S3 URL support for image-service and pipeline
Opened this issue · 3 comments
Time to time we get datasets with images that they are not on the web and need to be ingested into ALA.
The easy way can be: upload them into subfolder of the DR on a S3 bucket and put the paths in the DwCA files.
This may need a translation of s3://
to https://
or support of s3;//
in image-service.
The other workaround (for limited number of images) can be, uploading them into the image-service first and then linking them back in the DwCA.
Needs more discussion to find the best solution.
Hi @sat01a do we have any update on this?
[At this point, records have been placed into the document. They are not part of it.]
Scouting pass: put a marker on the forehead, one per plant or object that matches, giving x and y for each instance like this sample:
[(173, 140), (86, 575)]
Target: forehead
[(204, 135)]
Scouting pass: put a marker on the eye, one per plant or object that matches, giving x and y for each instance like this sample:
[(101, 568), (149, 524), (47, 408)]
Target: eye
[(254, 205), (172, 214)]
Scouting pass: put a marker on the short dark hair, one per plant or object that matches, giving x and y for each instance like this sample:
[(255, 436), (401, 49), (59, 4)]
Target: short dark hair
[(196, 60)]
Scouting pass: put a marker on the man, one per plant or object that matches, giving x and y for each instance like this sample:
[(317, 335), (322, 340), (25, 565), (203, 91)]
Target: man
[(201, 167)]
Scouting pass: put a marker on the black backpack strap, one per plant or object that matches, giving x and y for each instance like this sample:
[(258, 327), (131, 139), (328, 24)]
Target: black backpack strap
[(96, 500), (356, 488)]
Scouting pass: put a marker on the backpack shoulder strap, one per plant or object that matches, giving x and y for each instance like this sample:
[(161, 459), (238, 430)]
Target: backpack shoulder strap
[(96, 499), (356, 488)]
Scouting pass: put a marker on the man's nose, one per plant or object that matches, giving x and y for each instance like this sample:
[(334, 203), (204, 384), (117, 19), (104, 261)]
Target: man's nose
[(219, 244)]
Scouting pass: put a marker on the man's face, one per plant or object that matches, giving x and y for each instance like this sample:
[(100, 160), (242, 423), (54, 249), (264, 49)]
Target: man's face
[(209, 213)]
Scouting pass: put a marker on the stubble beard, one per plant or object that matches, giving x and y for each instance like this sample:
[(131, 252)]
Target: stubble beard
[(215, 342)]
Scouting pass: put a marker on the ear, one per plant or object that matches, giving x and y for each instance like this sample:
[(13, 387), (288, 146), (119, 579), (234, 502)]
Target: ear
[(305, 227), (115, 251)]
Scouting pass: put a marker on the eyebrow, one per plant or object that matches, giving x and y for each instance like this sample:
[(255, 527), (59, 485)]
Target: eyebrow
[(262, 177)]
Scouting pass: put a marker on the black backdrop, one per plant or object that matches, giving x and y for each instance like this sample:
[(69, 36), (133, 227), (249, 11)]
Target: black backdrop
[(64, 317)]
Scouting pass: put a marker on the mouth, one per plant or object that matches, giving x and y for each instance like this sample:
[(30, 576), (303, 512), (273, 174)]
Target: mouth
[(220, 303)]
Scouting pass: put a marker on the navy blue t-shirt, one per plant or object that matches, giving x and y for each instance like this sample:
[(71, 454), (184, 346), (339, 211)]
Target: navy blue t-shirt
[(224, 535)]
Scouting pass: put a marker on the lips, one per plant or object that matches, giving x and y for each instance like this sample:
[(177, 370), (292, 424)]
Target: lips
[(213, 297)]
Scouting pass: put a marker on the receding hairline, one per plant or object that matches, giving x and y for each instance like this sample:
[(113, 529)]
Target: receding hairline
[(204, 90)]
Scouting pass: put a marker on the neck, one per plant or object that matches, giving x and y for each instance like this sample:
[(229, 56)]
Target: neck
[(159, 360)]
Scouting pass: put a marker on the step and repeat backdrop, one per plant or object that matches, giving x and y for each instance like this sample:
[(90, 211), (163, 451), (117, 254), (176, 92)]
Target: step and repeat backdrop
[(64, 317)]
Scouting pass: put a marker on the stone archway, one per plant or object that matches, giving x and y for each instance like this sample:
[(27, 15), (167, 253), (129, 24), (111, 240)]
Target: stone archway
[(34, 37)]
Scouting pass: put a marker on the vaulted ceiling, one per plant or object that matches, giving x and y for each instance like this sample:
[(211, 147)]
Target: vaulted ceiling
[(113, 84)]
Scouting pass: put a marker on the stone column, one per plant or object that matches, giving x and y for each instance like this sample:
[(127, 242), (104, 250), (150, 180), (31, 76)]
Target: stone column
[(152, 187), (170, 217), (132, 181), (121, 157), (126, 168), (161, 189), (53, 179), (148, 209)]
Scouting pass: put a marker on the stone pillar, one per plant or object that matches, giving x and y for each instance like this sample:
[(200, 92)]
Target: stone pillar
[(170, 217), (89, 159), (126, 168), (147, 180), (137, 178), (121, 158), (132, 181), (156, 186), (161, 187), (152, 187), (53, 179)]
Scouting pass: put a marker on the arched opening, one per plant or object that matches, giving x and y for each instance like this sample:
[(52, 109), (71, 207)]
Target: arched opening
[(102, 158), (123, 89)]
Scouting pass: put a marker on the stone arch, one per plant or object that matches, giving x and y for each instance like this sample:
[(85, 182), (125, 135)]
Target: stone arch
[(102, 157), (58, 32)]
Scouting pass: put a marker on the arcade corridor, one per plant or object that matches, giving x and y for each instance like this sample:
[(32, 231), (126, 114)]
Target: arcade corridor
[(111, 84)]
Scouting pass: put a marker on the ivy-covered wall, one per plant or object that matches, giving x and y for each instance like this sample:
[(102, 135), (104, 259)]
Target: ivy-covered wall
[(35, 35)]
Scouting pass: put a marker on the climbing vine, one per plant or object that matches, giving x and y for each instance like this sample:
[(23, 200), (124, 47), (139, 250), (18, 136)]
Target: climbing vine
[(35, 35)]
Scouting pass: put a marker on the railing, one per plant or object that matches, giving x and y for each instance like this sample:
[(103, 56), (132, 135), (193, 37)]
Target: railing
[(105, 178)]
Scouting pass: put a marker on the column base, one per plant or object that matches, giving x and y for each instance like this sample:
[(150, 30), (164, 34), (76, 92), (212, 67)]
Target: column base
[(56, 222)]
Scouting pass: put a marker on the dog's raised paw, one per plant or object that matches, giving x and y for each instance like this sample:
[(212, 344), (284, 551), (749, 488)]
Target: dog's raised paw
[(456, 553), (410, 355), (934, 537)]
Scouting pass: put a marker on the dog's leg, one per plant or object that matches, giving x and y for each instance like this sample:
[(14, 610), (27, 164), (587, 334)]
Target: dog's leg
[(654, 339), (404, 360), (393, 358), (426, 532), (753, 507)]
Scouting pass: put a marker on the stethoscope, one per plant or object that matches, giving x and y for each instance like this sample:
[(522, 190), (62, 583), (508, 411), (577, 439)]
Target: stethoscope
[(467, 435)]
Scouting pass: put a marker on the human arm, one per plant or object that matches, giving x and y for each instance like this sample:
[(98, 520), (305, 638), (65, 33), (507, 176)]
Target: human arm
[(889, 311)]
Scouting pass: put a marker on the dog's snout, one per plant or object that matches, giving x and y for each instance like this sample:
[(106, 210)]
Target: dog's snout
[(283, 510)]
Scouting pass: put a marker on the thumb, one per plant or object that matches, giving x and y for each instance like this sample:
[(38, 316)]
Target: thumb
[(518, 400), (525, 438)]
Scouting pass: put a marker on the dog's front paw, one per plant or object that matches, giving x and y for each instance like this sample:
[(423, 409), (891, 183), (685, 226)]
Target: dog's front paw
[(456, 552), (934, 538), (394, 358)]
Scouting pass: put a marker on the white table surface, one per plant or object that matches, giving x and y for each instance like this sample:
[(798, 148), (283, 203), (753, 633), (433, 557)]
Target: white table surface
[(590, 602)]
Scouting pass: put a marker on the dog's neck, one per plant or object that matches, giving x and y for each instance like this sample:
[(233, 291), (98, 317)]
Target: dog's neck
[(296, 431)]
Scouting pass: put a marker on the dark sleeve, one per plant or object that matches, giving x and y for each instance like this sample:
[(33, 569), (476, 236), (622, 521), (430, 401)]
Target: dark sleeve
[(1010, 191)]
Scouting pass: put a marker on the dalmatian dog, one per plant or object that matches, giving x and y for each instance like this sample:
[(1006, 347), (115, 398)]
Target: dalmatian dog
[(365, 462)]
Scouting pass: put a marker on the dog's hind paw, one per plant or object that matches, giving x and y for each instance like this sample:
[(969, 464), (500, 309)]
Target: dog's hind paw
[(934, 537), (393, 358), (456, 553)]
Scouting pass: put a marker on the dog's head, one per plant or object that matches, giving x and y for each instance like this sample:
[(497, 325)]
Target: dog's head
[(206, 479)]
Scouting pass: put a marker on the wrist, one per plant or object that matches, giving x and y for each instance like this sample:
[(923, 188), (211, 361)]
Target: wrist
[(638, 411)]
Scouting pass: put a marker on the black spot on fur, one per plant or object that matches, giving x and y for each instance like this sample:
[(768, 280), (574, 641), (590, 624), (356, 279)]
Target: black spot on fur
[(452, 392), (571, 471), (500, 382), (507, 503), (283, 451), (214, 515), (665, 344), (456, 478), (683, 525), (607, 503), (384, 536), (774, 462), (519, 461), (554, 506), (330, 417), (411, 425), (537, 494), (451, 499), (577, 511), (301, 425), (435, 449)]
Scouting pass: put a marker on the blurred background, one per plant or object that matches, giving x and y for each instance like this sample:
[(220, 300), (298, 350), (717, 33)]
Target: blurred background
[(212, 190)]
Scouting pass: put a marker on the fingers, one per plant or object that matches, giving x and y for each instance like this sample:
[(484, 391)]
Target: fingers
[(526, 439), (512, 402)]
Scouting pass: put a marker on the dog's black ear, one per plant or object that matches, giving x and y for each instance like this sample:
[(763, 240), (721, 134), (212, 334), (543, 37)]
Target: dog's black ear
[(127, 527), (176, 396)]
The process of loading actual image files are tedious now and involves Database update and image-reindex. It will be very good if we can give it some priority.
@sadeghim You should already be able to address s3 objects via a HTTP URL. If you have the s3 client library available you should be able to use s3Client.getUrl(bucket, path)
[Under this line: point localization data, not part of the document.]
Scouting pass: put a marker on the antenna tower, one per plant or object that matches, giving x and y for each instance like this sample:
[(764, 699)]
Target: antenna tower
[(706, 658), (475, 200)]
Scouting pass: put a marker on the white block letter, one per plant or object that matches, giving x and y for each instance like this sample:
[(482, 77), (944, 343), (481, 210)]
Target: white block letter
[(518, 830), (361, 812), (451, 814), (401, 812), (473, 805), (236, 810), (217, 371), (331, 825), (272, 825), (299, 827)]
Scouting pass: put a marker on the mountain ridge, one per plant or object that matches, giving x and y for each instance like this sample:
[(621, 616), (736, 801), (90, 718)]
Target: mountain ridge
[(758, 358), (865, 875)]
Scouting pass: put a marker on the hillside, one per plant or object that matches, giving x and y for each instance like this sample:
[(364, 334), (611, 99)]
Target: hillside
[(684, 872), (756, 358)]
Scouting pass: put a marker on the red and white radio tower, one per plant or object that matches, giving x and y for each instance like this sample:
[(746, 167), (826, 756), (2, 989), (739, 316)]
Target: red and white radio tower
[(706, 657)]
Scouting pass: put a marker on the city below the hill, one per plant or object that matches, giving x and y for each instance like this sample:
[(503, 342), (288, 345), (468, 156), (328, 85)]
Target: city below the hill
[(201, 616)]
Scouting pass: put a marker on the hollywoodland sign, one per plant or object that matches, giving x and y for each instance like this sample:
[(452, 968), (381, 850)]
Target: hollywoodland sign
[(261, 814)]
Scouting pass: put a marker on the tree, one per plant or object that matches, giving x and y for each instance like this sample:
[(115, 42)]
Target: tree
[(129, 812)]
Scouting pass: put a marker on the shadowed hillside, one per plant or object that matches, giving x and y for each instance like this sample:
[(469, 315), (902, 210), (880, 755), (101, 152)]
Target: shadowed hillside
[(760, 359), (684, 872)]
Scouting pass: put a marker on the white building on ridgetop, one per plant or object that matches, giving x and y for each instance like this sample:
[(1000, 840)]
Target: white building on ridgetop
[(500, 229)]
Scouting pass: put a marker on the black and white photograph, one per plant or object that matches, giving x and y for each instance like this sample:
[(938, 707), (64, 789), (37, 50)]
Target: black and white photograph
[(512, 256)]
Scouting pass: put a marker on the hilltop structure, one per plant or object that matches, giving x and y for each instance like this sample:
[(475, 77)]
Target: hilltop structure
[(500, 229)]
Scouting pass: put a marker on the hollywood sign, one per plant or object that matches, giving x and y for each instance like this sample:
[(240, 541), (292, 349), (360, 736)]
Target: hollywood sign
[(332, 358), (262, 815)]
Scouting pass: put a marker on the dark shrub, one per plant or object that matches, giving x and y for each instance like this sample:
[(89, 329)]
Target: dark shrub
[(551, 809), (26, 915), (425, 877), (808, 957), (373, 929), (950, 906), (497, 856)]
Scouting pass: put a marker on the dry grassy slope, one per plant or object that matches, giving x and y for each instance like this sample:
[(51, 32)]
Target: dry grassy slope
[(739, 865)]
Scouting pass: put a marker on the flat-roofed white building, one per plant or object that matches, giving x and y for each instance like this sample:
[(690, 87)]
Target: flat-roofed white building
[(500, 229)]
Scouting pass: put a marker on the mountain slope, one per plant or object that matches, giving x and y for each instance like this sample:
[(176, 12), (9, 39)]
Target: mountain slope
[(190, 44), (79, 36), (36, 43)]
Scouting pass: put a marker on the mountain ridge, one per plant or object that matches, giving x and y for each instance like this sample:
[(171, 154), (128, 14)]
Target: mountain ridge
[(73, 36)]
or the equivalent if it's a public object. For private objects you can supply presigned URLs, like so:
GeneratePresignedUrlRequest generatePresignedUrlRequest =
new GeneratePresignedUrlRequest(bucket, path)
.withMethod(HttpMethod.GET)
.withExpiration(expiration)
s3Client.generatePresignedUrl(generatePresignedUrlRequest)
@sbearcsiro We understand that we can't have public buckets/objects. I don't want to add temporary presigned URLs to objects in the data. It is messy and unmanageable. Is there another option?